Nobody wants to be in the position of trading speed for accuracy of analytical work, but sometimes, you don't have much choice. The business has questions it wants answered, and you need to deliver -- the sooner the better.
Problem is, "as you're enabling more and more data to become usable, there are more and more questions being asked," Chris Gifford, senior vice president of customer analytics at JPMorgan Chase, recounted during yesterday's "The Big Reveal: What's Your Data Telling You?" session at SAS Global Forum Executive Conference 2013. Maybe the organization no longer wants to know about customer behavior in aggregate, for example, but on an individualized basis -- taking into account all touch points.
And so, you may well find yourself waiting... and waiting... and waiting for your answers as your models chug through all those bits and bytes. And then you may find yourself doing things that go against best-practices wisdom.
You might, as did the Chase customer analytics group Gifford heads, decide to select only some rows in your database to model rather than using all rows. Or, you might only look at some attributes and restrict others, or settle on one algorithm rather than test multiple algorithms to figure out the best solution to a problem. And maybe you wouldn't do quite as much testing of your model as you really ought, explained Gifford, who also told some of the Chase story during Sunday night's combined opening session for the SAS Global Forum 2013 and the executive conference, both taking place in San Francisco this week (watch the session here on demand).
At Chase, Gifford said he knew he needed to figure out a way that would let his analytics team stop cutting corners.
With a goal of increasing the speed and accuracy of the customer analytics models, Gifford said he began investigating high-performance computing solutions, like SAS High-Performance Analytics (HPA), that would streamline the time required for modeling runs. When first seeing SAS HPA in action, Gifford admitted he was a bit skeptical. "Could it really run fast with our models and our data?" he recalled thinking.
The proof-of-concept testing answered with a definitive, "Yes."
During that testing, his team ran a number of its traditional models. One, a risk model for its mortgage business, had been taking about 160 hours -- nearly one full week -- to complete. HPA testing showed the same model, with the same data, running in about 84 seconds. A credit risk model, which took 14 hours using the traditional SAS approach, ran in 180 seconds on HPA, Gifford said.
Needless to say -- although he did -- "those kinds of improvements are fantastic." And with them, we suddenly have options again, he added.
You can continue to chase the efficiencies. You can do more models per statistician per day or week. But you can improve your accuracy if you're willing to trade off some of that newfound speed. You can test additional algorithms or increase the sample counts -- more rows, more columns, perform more tests.
HPA has significantly improved the speed -- 200 times and 100 times performance improvements in the case of the two examples Gifford cited -- while improving accuracy.

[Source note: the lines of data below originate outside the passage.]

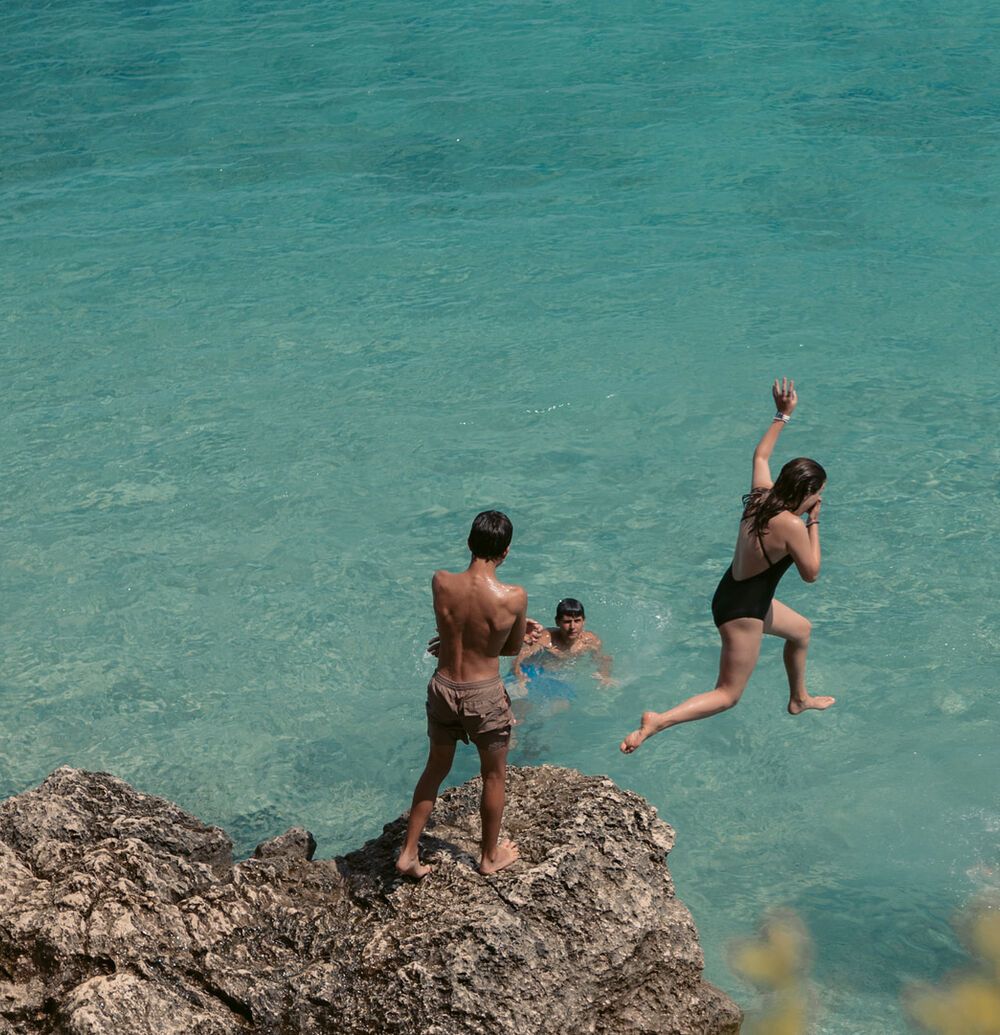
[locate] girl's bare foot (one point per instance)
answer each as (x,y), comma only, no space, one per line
(505,853)
(410,865)
(795,707)
(647,727)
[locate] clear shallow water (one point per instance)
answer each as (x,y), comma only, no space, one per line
(292,292)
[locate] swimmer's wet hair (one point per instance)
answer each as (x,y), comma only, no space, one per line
(798,478)
(569,605)
(491,534)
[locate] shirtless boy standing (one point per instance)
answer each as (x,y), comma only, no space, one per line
(478,619)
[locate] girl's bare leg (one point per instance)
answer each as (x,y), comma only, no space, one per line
(794,629)
(741,646)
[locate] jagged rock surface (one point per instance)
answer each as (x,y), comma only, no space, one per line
(120,913)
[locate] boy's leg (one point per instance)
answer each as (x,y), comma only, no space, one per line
(495,854)
(439,765)
(795,630)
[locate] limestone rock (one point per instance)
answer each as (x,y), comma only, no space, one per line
(119,913)
(296,843)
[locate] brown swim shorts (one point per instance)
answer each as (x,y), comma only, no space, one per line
(479,712)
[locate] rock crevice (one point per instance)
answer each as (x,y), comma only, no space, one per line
(120,913)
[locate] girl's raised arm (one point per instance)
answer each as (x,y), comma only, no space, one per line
(786,400)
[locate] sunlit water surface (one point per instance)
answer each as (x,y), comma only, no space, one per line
(292,291)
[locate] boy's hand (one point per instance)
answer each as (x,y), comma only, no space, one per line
(786,398)
(532,631)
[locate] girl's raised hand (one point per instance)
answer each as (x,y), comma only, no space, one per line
(786,398)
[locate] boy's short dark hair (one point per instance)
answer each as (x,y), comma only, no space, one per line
(491,534)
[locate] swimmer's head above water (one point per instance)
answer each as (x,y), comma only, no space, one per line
(490,536)
(797,488)
(570,617)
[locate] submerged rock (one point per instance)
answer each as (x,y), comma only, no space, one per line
(120,913)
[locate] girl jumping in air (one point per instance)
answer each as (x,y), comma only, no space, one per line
(771,537)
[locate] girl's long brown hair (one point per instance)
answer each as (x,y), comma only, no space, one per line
(799,477)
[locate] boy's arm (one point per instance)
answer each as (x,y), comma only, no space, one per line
(515,639)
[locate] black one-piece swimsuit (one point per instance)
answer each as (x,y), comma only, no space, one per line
(748,597)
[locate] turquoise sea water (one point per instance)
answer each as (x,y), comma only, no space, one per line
(291,291)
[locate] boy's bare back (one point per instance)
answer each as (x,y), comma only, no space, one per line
(479,619)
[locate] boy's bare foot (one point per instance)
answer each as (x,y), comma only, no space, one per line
(796,707)
(410,865)
(505,853)
(647,728)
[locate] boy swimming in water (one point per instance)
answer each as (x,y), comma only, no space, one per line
(566,642)
(479,619)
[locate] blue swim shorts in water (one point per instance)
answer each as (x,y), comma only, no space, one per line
(543,685)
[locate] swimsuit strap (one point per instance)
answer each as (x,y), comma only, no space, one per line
(760,539)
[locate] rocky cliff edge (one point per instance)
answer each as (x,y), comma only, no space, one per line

That's of no small significance for a financial institution the size of Chase. As he noted, "as we reduce the type one and type two errors for this kind of use case, it turns us into being able to say yes to more of the good guys and no to more of the bad guys -- so, yes, there are very big impacts."
At the end of the day, bringing data down to all these servers gives modelers the chance to rethink how they do things, too, he added. "The speed gets them ahead."
In fact, traditional business analytics speeds aren't going to cut it in the future. "As you keep moving more and more data to the edge of real-time decision making, you have to engage in this process."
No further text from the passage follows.